Isolation of plasmid from culture inoculated on previous day - pSB1A3 carrying alpha_linker under PT7 (BBa_K103019).

Preparation of omega_linker under PT7 (BBa_K103020)

Michał K.

  1. Isolation of plasmid from culture inoculated on previous day (pSB2K3 + omega_linker under PT7 (BBa_K103020)).
  2. Control digest of isolated plasmids with EcoRI and PstI (Orange buffer). Gel electrophoresis - proper clones found. Fig. 2.
Fig. 2.EcoRI/PstI digests of isolated pSB2K3+omega_linker under PT7 (BBa_K103020) plasmids
1. Marker
2-4. Digested plasmids pSB2K3+omega_linker under PT7 (BBa_K103020)

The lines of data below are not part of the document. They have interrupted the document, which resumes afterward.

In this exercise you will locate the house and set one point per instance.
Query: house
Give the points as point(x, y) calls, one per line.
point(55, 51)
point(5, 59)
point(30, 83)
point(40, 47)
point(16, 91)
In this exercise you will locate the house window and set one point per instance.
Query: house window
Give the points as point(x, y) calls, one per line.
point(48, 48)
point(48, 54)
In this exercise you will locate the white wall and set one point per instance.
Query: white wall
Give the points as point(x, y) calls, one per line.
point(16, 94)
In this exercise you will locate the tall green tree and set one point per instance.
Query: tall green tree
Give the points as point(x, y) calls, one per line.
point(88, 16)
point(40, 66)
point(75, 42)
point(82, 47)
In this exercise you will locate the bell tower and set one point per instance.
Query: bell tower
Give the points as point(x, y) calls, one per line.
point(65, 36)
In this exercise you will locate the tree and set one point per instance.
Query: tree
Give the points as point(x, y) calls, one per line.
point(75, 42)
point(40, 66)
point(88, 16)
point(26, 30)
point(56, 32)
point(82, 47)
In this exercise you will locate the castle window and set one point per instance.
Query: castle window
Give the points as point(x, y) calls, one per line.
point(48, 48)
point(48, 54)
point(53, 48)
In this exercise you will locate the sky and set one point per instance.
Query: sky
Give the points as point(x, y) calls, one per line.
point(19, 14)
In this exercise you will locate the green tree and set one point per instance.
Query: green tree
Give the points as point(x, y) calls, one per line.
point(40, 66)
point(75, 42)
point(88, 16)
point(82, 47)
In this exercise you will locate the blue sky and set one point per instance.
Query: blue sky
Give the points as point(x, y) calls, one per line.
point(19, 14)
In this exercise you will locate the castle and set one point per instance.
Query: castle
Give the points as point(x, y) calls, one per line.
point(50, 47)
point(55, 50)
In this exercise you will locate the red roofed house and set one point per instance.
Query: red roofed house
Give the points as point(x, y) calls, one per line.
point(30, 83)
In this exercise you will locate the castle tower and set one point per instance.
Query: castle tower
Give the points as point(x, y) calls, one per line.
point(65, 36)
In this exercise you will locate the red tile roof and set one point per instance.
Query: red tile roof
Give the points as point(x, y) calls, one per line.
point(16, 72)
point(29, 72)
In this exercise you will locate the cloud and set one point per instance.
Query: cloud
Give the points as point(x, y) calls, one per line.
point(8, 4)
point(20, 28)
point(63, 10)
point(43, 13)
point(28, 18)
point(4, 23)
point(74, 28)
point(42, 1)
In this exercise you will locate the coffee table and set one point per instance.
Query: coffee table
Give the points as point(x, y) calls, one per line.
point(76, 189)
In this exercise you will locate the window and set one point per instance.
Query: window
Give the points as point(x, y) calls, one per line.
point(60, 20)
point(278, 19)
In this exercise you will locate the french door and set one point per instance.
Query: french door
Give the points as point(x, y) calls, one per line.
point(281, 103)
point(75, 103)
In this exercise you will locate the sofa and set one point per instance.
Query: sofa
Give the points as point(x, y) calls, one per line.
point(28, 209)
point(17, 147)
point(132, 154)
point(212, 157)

Preparation of AID under pBAD/araC (BBa_K103002)

Michał K.

  1. Transformation of TOP10 with overnight ligation - pSB1A3 + AID under pBAD/araC (BBa_K103002).
  2. Tranformants plating on LB with ampicillin.

Preparation of OmpA_linker_alpha_linker under Plac (BBa_K103017)

Piotr

  1. Transformation of TOP10 with overnight ligation - pSB2K3 (with OmpA_linker and lactose promoter) + alpha2.
  2. Tranformants plating on LB with kanamycin.